The quality of the process should never be judged by the amount of paperwork or bureaucracy involved. Instead, it should be based on the quality of the decisions and the outcomes. It’s a balance between being effective and being efficient. The decision should be based on the organization’s risk tolerance and the relative risks of the dependency. The real key to a successful process is to ensure that the decision is informed and that the risks are understood.
In some of the larger organizations I’ve worked with, they record the findings centrally to ensure that they know what dependencies (and versions) are approved, how they were reviewed, and any necessary considerations for their use.
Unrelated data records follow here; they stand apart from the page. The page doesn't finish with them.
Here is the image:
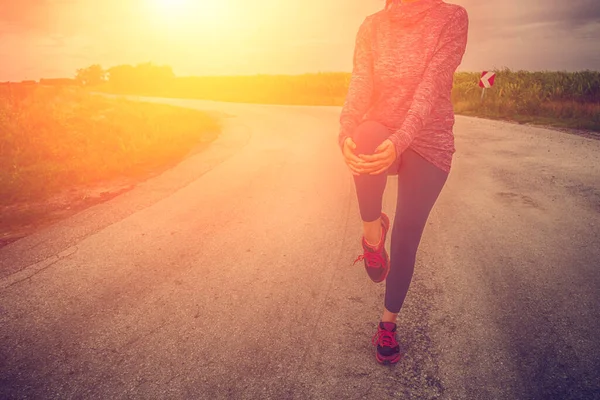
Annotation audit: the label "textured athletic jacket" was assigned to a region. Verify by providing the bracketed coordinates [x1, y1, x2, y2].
[338, 0, 469, 172]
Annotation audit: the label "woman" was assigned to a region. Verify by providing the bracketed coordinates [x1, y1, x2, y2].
[339, 0, 469, 363]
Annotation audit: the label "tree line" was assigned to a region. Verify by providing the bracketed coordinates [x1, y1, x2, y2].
[75, 62, 175, 91]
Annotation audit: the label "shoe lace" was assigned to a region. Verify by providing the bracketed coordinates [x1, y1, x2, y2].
[353, 251, 385, 268]
[371, 329, 398, 347]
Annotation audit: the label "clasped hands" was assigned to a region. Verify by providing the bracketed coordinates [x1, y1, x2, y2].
[342, 138, 396, 175]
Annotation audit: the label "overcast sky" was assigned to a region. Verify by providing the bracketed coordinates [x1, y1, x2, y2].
[0, 0, 600, 81]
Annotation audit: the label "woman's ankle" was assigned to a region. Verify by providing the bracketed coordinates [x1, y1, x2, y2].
[363, 218, 383, 247]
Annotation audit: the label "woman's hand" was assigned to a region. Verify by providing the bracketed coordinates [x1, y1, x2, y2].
[342, 137, 363, 175]
[359, 139, 396, 175]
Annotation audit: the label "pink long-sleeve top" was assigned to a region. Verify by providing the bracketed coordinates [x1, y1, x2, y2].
[338, 0, 469, 172]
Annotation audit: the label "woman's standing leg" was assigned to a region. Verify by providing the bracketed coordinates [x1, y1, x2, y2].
[382, 148, 448, 322]
[373, 148, 448, 364]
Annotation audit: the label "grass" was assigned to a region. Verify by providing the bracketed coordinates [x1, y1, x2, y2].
[99, 69, 600, 131]
[0, 86, 221, 206]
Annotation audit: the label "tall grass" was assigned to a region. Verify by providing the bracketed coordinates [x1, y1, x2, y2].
[99, 69, 600, 130]
[452, 69, 600, 131]
[0, 86, 220, 205]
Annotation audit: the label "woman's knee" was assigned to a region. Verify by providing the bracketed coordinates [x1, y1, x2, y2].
[353, 121, 391, 154]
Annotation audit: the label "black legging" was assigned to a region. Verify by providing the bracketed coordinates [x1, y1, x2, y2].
[353, 121, 448, 313]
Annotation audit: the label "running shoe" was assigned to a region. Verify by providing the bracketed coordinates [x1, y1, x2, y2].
[372, 322, 401, 365]
[354, 213, 390, 283]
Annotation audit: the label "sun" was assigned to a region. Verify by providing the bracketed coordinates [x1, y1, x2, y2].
[154, 0, 192, 13]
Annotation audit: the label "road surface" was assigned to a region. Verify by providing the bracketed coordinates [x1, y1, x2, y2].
[0, 100, 600, 400]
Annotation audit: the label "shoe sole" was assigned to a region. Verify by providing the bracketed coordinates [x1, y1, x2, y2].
[375, 353, 402, 365]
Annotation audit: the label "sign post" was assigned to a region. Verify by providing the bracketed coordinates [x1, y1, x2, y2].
[479, 71, 496, 101]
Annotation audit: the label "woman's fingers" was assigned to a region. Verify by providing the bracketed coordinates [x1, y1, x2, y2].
[360, 153, 389, 162]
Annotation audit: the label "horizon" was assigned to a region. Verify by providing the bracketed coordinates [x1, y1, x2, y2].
[0, 0, 600, 82]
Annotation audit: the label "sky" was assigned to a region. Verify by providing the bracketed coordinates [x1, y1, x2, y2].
[0, 0, 600, 81]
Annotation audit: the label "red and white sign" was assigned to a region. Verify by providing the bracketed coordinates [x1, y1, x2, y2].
[479, 71, 496, 89]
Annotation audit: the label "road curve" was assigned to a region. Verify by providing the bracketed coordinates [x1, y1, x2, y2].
[0, 99, 600, 400]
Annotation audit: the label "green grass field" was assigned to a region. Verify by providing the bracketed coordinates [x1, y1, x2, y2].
[98, 69, 600, 131]
[0, 86, 221, 206]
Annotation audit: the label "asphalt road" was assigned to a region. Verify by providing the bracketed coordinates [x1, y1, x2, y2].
[0, 100, 600, 400]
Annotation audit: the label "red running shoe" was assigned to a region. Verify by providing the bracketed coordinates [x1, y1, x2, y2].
[354, 213, 390, 283]
[372, 322, 400, 365]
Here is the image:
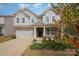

This can be as simple as a spreadsheet or as complex as a full database-based solution. For some organizations, it’s just an issue or markdown document that captures the findings. In this case, if I wanted to document the Action I could use a pull request flow that merges the document into a repository to capture my findings. Once reviewed and approved, the document could be merged into the main branch, ensuring that the information is available to all and providing traceability for who reviewed the dependency and who reviewed the analysis and approved the usage. Workflow automation could also be used to add the Action to the organization’s allow list.
More agile organizations sometimes use a less formal practice with the dependencies, relying on the developer review and ongoing security checks against the related code. Once the code and vendor are initially reviewed, team’s rely heavily on the vendor’s practices to ensure that the code remains functional and secure. They often use automation to continuously verify the code (such as Dependabot) and work with vendors to help integrate in practices that benefit the larger community. If the dependency is a proprietary tool or library, they may rely heavily on documentation from the vendor, the results of any assessments, or additional security tooling and scans.
As with all things in software and architecture, it’s all about finding the right balance. Once you establish your practices, then you can find (and continuously refine) the balance that works for your particular situation.